Terry Coon, Biola’s Gospel Choir director and a spring 2010 graduate, says that the vocalists, instrumentalists and dancers all expressed the art that is gospel. Choirs included the Biola Gospel Choir as well as ensembles from University of California, Los Angeles and the Friendship Baptist Church of Yorba Linda. Biola’s Gospel Choir began in the fall of 1985. Senior business administration major Justin Green played a saxophone selection, and the event also featured choreographed “praise dance” and miming. The event emphasized diversity within the gospel genre, as the audience listened to the music, saw praise dancing, miming and enjoyed comical skits about gospel music.

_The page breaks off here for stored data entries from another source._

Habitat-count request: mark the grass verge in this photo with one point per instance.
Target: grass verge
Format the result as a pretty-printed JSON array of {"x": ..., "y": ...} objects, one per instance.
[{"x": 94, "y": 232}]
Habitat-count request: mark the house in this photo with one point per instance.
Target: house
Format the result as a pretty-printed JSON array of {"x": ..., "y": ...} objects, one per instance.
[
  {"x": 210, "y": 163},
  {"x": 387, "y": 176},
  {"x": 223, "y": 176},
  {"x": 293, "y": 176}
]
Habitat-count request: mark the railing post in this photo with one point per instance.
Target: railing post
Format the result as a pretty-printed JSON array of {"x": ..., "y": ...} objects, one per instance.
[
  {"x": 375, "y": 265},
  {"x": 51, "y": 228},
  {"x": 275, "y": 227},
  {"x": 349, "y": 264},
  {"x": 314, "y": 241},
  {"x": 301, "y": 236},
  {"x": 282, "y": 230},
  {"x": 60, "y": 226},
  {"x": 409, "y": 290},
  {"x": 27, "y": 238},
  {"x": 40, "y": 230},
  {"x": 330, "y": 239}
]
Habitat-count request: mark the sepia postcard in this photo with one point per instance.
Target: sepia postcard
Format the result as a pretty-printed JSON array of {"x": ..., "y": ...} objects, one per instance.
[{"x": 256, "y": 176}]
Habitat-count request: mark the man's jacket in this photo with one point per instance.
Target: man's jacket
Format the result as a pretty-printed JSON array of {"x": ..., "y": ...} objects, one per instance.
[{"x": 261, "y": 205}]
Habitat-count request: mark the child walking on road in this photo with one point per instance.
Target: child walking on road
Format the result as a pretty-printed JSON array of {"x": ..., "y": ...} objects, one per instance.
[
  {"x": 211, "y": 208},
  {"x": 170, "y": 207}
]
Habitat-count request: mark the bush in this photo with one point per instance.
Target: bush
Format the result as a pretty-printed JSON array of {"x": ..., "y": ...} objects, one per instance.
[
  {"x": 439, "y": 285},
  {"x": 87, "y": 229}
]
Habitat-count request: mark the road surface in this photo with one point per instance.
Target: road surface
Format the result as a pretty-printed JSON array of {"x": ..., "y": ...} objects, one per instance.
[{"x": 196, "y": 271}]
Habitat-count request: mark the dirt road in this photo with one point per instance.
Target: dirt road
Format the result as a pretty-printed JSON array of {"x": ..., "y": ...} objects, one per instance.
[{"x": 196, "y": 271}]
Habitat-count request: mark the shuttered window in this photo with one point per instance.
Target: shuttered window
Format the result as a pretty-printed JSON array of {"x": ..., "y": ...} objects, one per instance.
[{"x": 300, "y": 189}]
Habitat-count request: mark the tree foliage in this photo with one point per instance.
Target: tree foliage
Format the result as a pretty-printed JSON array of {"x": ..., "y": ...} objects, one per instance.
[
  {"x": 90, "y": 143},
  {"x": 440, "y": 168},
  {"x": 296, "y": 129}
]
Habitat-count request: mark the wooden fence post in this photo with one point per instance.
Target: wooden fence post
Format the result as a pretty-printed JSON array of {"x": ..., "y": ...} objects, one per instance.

Bringing together different backgrounds

To begin the evening, emcees sophomore Ciara Dines and alumna Autumn Howard opened in prayer and introduced the various singers and performers, reading Scripture aloud between acts. The audience members, representing a mixture of ages, were encouraged to respond to the music in whatever manner suited them — many energetically joined in clapping and singing. When Green played a saxophone selection, including “Our God is an Awesome God,” the audience sang the words along with the music.

Dines, a communications major, loved seeing the unity of people from different backgrounds worshipping through gospel music.

“It looks very different than what we usually attend. I really saw the kingdom of God come together for the event,” Dines said.

Although this was her first year in the Biola Gospel Choir, Dines has enjoyed the closeness that comes with being in the choir.

“That worship style of building community is very close-knit,” she said.

Worship, ministry and art

The UCLA gospel ensemble and the Biola Gospel Choir were met with loud acclamation. Introducing the ensemble, Howard remarked on both the blessing of freedom in worship at Biola and the blessing of the UCLA ensemble in purposefully making space to worship God on campus. 

For Coon, the thirty students in Biola’s Gospel Choir use gospel music as worship and ministry, as well as an opportunity to learn the art of the genre.

“When I first came to Biola, my view of worship music in God's kingdom ultimately was limited to gospel music, particularly in the African-American experience,” Coon said.

After graduating, however, his perspective regarding worship music expanded significantly, and he hopes that Gospel Fest accomplished something similar for the audience.

“My prayer is that Gospel Fest allowed their vision of God to become much greater and the vast diversity of his kingdom much clearer,” he said.

Gospel Fest centered upon worship, which was especially evident in the Biola Gospel Choir’s rousing closing numbers. Introducing the set of songs, Coon remarked to the audience that he is grateful for Biola’s commitment to teaching the gospel of Christ.

He encouraged the audience to glorify Christ always, saying that “at the end of time we’ll all be singing the same song. This is a foretaste. You are the redeemed.”    

A time of mingling and refreshments in the Talbot quad followed the event, as the performers and the audience visited.